Data Modeling Best Practices


Data Modeling Fundamentals

Data modeling defines and organizes data structures to represent real-world entities and their relationships.

Entity-Relationship Diagrams

ER diagrams map entities (nouns) and relationships (verbs). Key cardinalities: one-to-one, one-to-many, many-to-many.




Customer:


attributes: id, email, name, created_at


relationships: has_many Order




Order:


attributes: id, customer_id, status, total, created_at


relationships: belongs_to Customer, has_many OrderItem





Normalization

Aim for third normal form (3NF) in transactional systems:


* 1NF: Atomic columns, unique rows

* 2NF: Full PK dependency

* 3NF: No transitive dependencies





-- 3NF design


CREATE TABLE customers (id SERIAL PRIMARY KEY, name TEXT);


CREATE TABLE orders (id SERIAL PRIMARY KEY, customer_id INT REFERENCES customers(id));


CREATE TABLE order_items (id SERIAL PRIMARY KEY, order_id INT REFERENCES orders(id), product_id INT, quantity INT);





Denormalization

Denormalize selectively for read performance.
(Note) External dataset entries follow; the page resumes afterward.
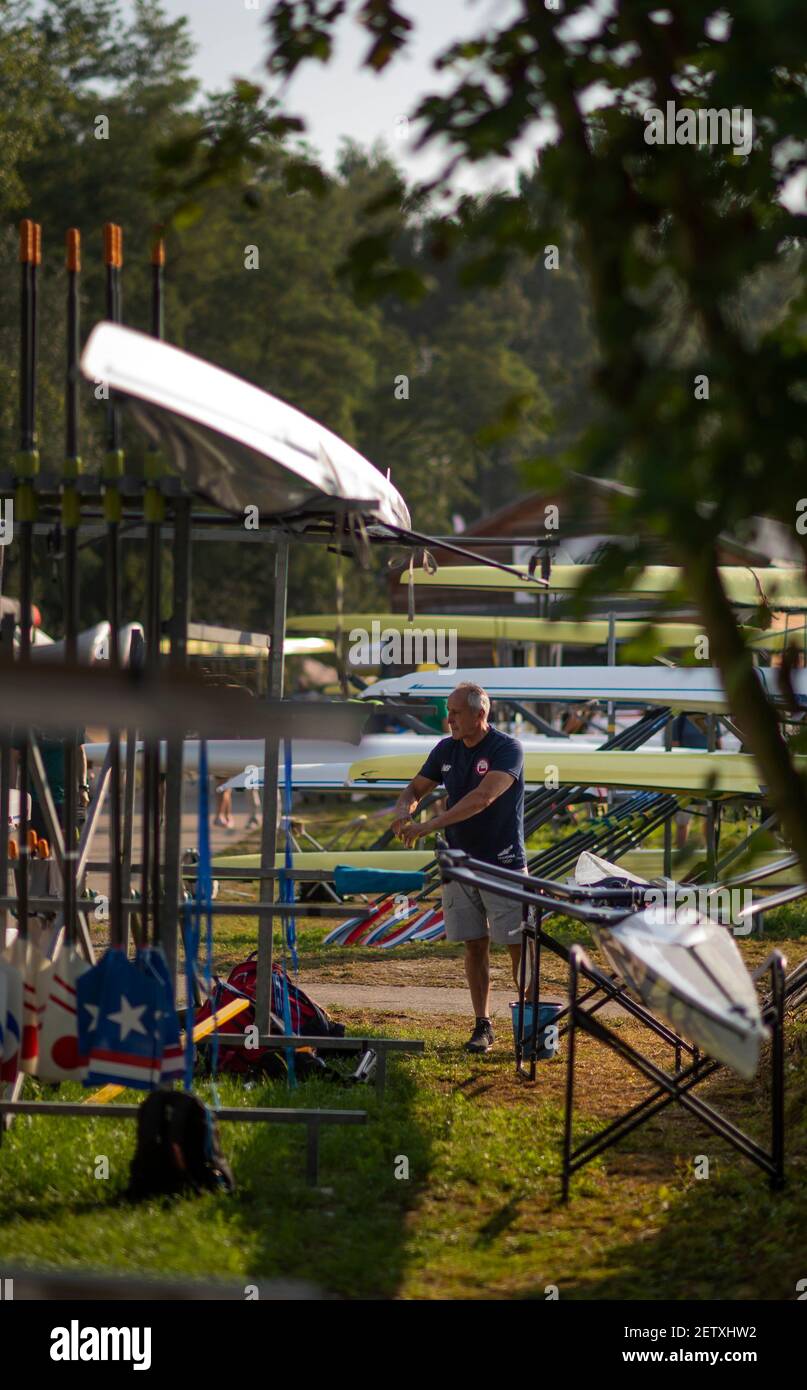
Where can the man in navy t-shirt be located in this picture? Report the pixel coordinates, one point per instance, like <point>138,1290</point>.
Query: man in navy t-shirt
<point>482,772</point>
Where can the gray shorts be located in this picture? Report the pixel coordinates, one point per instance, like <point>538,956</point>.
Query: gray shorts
<point>470,913</point>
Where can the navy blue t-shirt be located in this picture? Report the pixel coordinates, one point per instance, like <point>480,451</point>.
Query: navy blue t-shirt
<point>496,834</point>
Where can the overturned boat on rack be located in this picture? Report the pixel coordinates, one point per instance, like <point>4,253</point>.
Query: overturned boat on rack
<point>684,966</point>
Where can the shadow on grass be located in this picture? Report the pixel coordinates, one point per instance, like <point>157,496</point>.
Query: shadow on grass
<point>347,1235</point>
<point>499,1222</point>
<point>725,1239</point>
<point>727,1236</point>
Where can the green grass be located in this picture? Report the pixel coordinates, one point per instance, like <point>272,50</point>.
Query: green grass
<point>478,1215</point>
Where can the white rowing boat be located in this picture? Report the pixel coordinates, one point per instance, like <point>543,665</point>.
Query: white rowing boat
<point>92,645</point>
<point>232,442</point>
<point>688,969</point>
<point>682,687</point>
<point>677,770</point>
<point>322,763</point>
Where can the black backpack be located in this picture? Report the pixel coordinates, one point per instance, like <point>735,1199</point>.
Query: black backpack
<point>178,1148</point>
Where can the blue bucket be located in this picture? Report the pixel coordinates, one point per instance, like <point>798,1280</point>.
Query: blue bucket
<point>546,1016</point>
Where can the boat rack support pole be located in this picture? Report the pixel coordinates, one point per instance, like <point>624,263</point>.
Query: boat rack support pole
<point>271,792</point>
<point>179,619</point>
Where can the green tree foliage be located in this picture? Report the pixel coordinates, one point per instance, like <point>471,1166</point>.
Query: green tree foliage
<point>692,256</point>
<point>482,362</point>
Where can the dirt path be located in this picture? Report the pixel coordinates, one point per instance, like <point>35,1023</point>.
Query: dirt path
<point>413,998</point>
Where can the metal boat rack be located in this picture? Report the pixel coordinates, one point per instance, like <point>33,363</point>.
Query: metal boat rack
<point>581,1011</point>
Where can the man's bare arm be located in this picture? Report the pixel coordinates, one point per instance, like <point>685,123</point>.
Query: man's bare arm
<point>410,799</point>
<point>492,786</point>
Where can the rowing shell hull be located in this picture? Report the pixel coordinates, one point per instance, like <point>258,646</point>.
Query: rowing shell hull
<point>707,774</point>
<point>232,442</point>
<point>686,969</point>
<point>781,588</point>
<point>686,688</point>
<point>693,976</point>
Common cases: reporting tables, cached aggregates, distributed databases avoiding joins.

NoSQL Modeling

Model for access patterns first:




// Embed for co-accessed data


{


_id: "...",


customer: { id: "c123", name: "Alice" },


items: [{ product_id: "p1", qty: 2 }]


}





Conclusion

Start with 3NF for data integrity. Denormalize for performance when needed. For NoSQL, design your schema around your query patterns. Document all denormalization decisions with rationale.